Knockdown of HMGB1 inhibits growth and invasion of gastric cancer cells through the NF-.B pathway in vitro and in vivo

High mobility group box 1 (HMGB1) as a novel inflammatory molecule has been shown to be involved in a variety of cell physiological and pathological behaviors including immune response, inflammation and cancer. Evidence suggests that HMGB1 plays a critical role in the development and progression of multiple malignancies. However, the underlying molecular mechanisms for the HMGB1-mediated growth and invasion of gastric cancer have not yet been elucidated. The present study investigated the expression of HMGB1 in gastric adenocarcinoma (GAC) and the mechanisms by which it contributes to tumor growth and invasion. The correlation between HMGB1 expression and clinicopathological characteristics of GAC patients was assessed by immunohistochemical assay through tissue microarray procedures. The RNA and protein expressions of HMGB1 and downstream factors were detected by quantitative PCR and western blot assays; cell proliferation and invasion were determined by MTT, wound-healing and 3D-Matregel assays, subcutaneous SGC-7901 tumor models were established to verify tumor growth in vivo. We demonstrated that, the expression of HMGB1 was significantly increased in the nucleus of GAC tissues compared with that in adjacent non-cancer tissues (88.6 vs.70.5%, P<0.001), and correlated with the metastatic lymph node of GAC (P=0.018).

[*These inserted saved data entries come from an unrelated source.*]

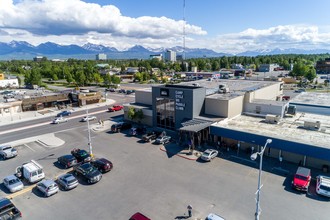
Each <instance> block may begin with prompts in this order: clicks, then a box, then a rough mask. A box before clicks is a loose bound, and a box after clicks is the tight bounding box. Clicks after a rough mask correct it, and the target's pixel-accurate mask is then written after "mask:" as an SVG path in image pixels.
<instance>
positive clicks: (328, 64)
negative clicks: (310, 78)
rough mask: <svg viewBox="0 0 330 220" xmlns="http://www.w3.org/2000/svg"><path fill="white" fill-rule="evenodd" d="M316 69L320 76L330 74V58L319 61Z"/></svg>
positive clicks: (316, 72) (316, 64)
mask: <svg viewBox="0 0 330 220" xmlns="http://www.w3.org/2000/svg"><path fill="white" fill-rule="evenodd" d="M315 69H316V73H318V74H330V58H326V59H325V60H320V61H317V62H316V66H315Z"/></svg>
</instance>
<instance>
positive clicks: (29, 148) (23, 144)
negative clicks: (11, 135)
mask: <svg viewBox="0 0 330 220" xmlns="http://www.w3.org/2000/svg"><path fill="white" fill-rule="evenodd" d="M23 145H24V146H25V147H28V148H29V149H30V150H32V151H34V152H35V150H33V149H32V148H31V147H29V145H27V144H23Z"/></svg>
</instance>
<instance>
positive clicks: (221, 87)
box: [219, 84, 229, 93]
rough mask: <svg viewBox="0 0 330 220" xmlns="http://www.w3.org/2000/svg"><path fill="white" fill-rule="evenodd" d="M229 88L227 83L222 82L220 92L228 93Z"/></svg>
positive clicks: (219, 92)
mask: <svg viewBox="0 0 330 220" xmlns="http://www.w3.org/2000/svg"><path fill="white" fill-rule="evenodd" d="M228 92H229V88H228V86H227V85H226V84H220V85H219V93H228Z"/></svg>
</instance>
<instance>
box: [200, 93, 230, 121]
mask: <svg viewBox="0 0 330 220" xmlns="http://www.w3.org/2000/svg"><path fill="white" fill-rule="evenodd" d="M228 106H229V103H228V100H222V99H215V98H205V114H208V115H215V116H219V117H224V118H227V117H228V114H229V113H228V112H229V107H228Z"/></svg>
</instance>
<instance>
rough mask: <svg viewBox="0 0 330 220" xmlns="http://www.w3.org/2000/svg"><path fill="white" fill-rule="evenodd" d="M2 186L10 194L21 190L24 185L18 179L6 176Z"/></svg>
mask: <svg viewBox="0 0 330 220" xmlns="http://www.w3.org/2000/svg"><path fill="white" fill-rule="evenodd" d="M3 185H5V187H7V189H8V190H9V191H10V192H12V193H13V192H17V191H20V190H22V189H23V187H24V185H23V183H22V181H21V180H20V179H18V178H17V176H15V175H9V176H6V177H5V178H4V179H3Z"/></svg>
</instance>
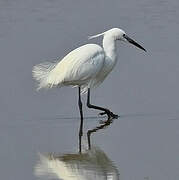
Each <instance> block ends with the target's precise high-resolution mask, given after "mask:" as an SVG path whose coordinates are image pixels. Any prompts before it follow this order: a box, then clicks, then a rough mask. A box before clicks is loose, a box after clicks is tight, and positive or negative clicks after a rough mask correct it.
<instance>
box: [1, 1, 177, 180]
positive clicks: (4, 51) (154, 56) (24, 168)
mask: <svg viewBox="0 0 179 180" xmlns="http://www.w3.org/2000/svg"><path fill="white" fill-rule="evenodd" d="M178 8H179V2H178V1H177V0H171V1H169V0H167V1H166V0H160V1H154V0H152V1H146V0H144V1H142V0H141V1H137V0H134V1H132V2H131V1H129V0H127V1H125V2H120V1H117V0H113V1H104V0H100V1H98V2H96V1H84V0H83V1H82V0H78V1H75V3H74V1H72V0H64V1H58V0H43V1H42V0H36V1H34V0H28V1H24V0H13V1H12V0H0V57H1V61H0V82H1V95H0V99H1V101H0V113H1V119H0V143H1V148H0V159H1V163H0V176H1V179H4V180H9V179H14V180H16V179H17V180H19V179H26V180H32V179H34V180H35V179H38V177H36V176H35V175H34V167H35V166H36V165H37V163H38V161H39V155H38V153H39V152H40V153H42V154H43V153H47V154H48V153H53V152H55V153H60V154H61V155H63V154H67V153H70V154H77V153H78V128H79V119H78V116H79V112H78V107H77V89H71V88H63V89H54V90H50V91H41V92H36V91H35V83H34V81H33V80H32V77H31V70H32V67H33V65H35V64H38V63H40V62H43V61H45V60H51V59H55V58H56V57H63V56H64V55H65V54H67V53H68V52H69V51H71V50H72V49H74V48H76V47H78V46H80V45H82V44H85V43H88V42H92V43H99V44H100V43H101V39H94V40H90V41H88V40H87V37H88V36H89V35H94V34H97V33H99V32H102V31H104V30H106V29H109V28H111V27H121V28H122V29H124V30H125V31H126V32H127V33H128V35H129V36H131V37H132V38H134V39H136V40H137V41H138V42H139V43H140V44H142V45H143V46H144V48H146V49H147V51H148V52H147V53H144V52H142V51H140V50H138V49H136V48H134V47H132V46H129V45H126V44H122V45H119V48H118V51H119V62H118V64H117V67H116V68H115V69H114V72H113V73H111V75H110V76H109V77H108V78H107V79H106V81H105V82H104V83H103V84H102V85H101V86H100V87H99V88H98V89H96V90H93V91H92V100H91V101H92V102H93V103H94V104H99V105H102V106H105V107H109V108H110V109H112V110H113V112H114V113H117V114H119V115H121V117H120V118H119V119H117V120H115V121H114V122H113V123H112V124H111V125H110V126H109V127H108V128H106V129H103V130H101V131H98V132H96V133H95V134H93V135H92V137H91V138H92V144H94V145H95V147H96V146H97V147H98V148H99V149H100V152H104V153H105V155H106V156H107V157H108V158H109V159H110V162H113V164H114V166H115V168H116V169H117V171H118V172H119V174H120V179H124V180H128V179H132V180H137V179H146V178H148V179H150V180H151V179H158V180H161V179H162V180H163V179H164V180H165V179H166V180H171V179H172V180H178V177H179V171H178V167H179V158H178V157H179V153H178V152H179V144H178V138H179V126H178V125H179V108H178V107H179V98H178V92H179V85H178V76H179V71H178V69H179V61H178V41H179V32H178V28H179V19H178V17H179V12H178ZM83 100H84V101H85V97H84V99H83ZM84 113H85V117H88V118H86V119H85V130H84V131H85V132H87V130H88V129H92V128H94V127H96V126H98V125H99V120H100V118H91V117H96V115H97V112H96V111H92V110H89V109H87V108H84ZM85 143H86V136H84V144H85ZM84 149H85V148H84Z"/></svg>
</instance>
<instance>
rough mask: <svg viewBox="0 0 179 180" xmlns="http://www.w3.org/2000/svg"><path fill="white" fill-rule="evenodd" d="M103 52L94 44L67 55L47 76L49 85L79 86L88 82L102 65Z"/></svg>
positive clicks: (98, 46)
mask: <svg viewBox="0 0 179 180" xmlns="http://www.w3.org/2000/svg"><path fill="white" fill-rule="evenodd" d="M104 56H105V54H104V51H103V49H102V48H101V47H100V46H98V45H96V44H87V45H84V46H81V47H79V48H77V49H75V50H73V51H72V52H70V53H69V54H67V55H66V56H65V57H64V58H63V59H62V60H61V61H60V62H59V63H58V64H57V65H56V67H55V68H54V69H53V70H52V71H51V73H50V74H49V83H50V84H51V85H52V86H54V85H59V84H61V83H62V84H64V85H79V84H80V83H82V82H87V81H88V82H89V80H91V79H92V78H94V77H95V75H96V74H97V73H98V72H99V71H100V70H101V68H102V67H103V64H104Z"/></svg>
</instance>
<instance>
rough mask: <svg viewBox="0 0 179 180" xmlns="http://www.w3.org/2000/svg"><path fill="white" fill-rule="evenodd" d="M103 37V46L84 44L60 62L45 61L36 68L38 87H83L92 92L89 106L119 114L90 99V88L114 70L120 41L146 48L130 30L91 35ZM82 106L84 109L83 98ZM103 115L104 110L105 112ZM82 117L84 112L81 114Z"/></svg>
mask: <svg viewBox="0 0 179 180" xmlns="http://www.w3.org/2000/svg"><path fill="white" fill-rule="evenodd" d="M99 36H103V37H104V38H103V48H102V47H100V46H99V45H97V44H86V45H83V46H81V47H79V48H77V49H75V50H73V51H71V52H70V53H69V54H67V55H66V56H65V57H64V58H63V59H62V60H58V61H57V62H45V63H41V64H39V65H36V66H34V67H33V70H32V75H33V77H34V79H36V80H37V81H38V88H37V89H41V88H52V87H62V86H73V87H76V86H77V87H79V94H80V93H85V92H87V91H88V100H87V102H88V103H87V104H88V107H89V108H93V109H98V110H101V111H104V112H105V113H106V114H107V115H108V117H117V116H116V115H115V114H113V113H112V112H110V110H108V109H106V108H102V107H99V106H93V105H91V104H90V103H89V102H90V89H91V88H93V87H97V86H98V85H100V84H101V83H102V82H103V81H104V79H105V78H106V77H107V75H108V74H109V73H110V72H111V71H112V69H113V68H114V66H115V65H116V62H117V53H116V41H117V40H120V41H124V42H129V43H131V44H133V45H135V46H137V47H138V48H140V49H142V50H144V51H146V50H145V49H144V48H143V47H142V46H140V45H139V44H138V43H136V42H135V41H134V40H132V39H131V38H129V37H128V36H127V35H126V33H125V32H124V31H123V30H121V29H119V28H113V29H110V30H108V31H105V32H104V33H101V34H97V35H95V36H91V37H89V39H92V38H96V37H99ZM79 108H80V111H81V112H82V104H81V97H80V96H79ZM102 114H103V113H102ZM81 119H83V117H82V113H81Z"/></svg>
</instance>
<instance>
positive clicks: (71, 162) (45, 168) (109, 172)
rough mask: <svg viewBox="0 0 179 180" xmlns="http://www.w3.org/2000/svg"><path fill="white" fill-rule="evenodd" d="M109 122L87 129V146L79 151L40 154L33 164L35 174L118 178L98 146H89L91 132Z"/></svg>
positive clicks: (112, 178)
mask: <svg viewBox="0 0 179 180" xmlns="http://www.w3.org/2000/svg"><path fill="white" fill-rule="evenodd" d="M111 123H112V120H107V121H103V122H102V124H101V125H99V126H97V127H96V128H94V129H91V130H88V133H87V134H88V147H89V148H88V149H85V150H84V151H83V152H81V153H80V152H79V153H71V154H60V153H48V154H46V155H44V154H40V160H39V162H38V163H37V165H36V166H35V175H36V176H38V177H42V176H45V177H48V178H51V179H54V178H58V179H62V180H94V179H98V180H119V173H118V170H117V168H116V166H115V165H114V164H113V162H112V161H111V160H110V159H109V157H108V156H107V155H106V154H105V153H104V151H102V150H101V149H100V148H99V147H94V146H91V140H90V137H91V136H90V135H91V134H92V133H94V132H96V131H98V130H100V129H103V128H105V127H107V126H109V125H110V124H111Z"/></svg>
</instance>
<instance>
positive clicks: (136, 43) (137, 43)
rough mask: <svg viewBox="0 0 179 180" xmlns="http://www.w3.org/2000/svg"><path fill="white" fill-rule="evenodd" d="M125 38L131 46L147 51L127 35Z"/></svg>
mask: <svg viewBox="0 0 179 180" xmlns="http://www.w3.org/2000/svg"><path fill="white" fill-rule="evenodd" d="M123 37H124V38H125V39H126V40H127V41H128V42H129V43H131V44H133V45H135V46H137V47H138V48H140V49H142V50H144V51H146V50H145V49H144V48H143V47H142V46H141V45H139V44H138V43H137V42H135V41H134V40H133V39H131V38H130V37H128V36H127V35H125V34H124V35H123Z"/></svg>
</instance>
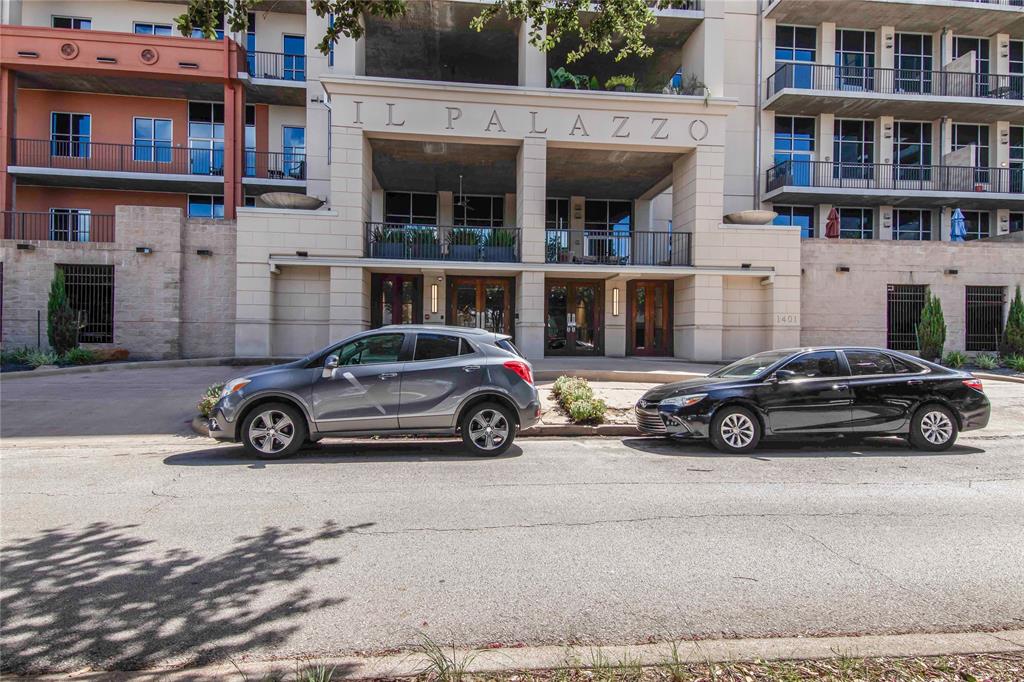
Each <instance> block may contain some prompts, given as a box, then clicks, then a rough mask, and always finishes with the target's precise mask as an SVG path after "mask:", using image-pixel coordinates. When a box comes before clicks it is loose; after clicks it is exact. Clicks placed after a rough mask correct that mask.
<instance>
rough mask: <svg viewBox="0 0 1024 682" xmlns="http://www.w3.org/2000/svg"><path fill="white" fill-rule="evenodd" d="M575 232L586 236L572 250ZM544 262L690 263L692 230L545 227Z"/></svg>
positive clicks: (687, 263) (634, 264)
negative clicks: (572, 242) (648, 230)
mask: <svg viewBox="0 0 1024 682" xmlns="http://www.w3.org/2000/svg"><path fill="white" fill-rule="evenodd" d="M573 233H575V235H580V236H582V238H583V242H582V245H581V246H579V247H578V248H577V249H573V248H572V247H571V246H570V244H571V242H572V237H573ZM545 261H546V262H549V263H581V264H585V265H690V264H691V262H692V261H691V259H690V233H689V232H682V231H677V232H660V231H658V232H655V231H644V230H634V231H625V230H624V231H614V230H596V229H583V230H579V231H574V230H571V229H566V228H559V229H547V230H545Z"/></svg>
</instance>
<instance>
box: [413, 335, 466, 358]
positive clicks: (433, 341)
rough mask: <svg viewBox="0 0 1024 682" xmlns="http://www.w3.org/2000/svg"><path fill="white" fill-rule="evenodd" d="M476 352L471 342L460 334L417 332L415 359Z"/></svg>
mask: <svg viewBox="0 0 1024 682" xmlns="http://www.w3.org/2000/svg"><path fill="white" fill-rule="evenodd" d="M472 352H474V351H473V347H472V346H471V345H469V343H468V342H467V341H466V340H465V339H462V338H460V337H458V336H449V335H446V334H417V335H416V353H415V355H414V356H413V359H414V360H422V359H440V358H442V357H455V356H456V355H468V354H470V353H472Z"/></svg>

Furthermore, knockdown of HMGB1 by shRNA inhibited cell proliferative activities and invasive potential, and downregulated the expression of NF-B p65, PCNA and MMP-9 in GAC cells (SGC-7901 and AGS). The tumor volumes in SGC7901 subcutaneous nude mouse models treated with Lv-shHMGB1 was significantly smaller than those of the nonsense sequence group. Taken together, these findings suggest that increased expression of HMGB1 is associated with tumor metastasis of GAC, and knockdown of HMGB1 suppresses growth and invasion of GAC cells through the NF-B pathway in vitro and in vivo, suggesting that HMGB1 may serve as a potential therapeutic target for GAC.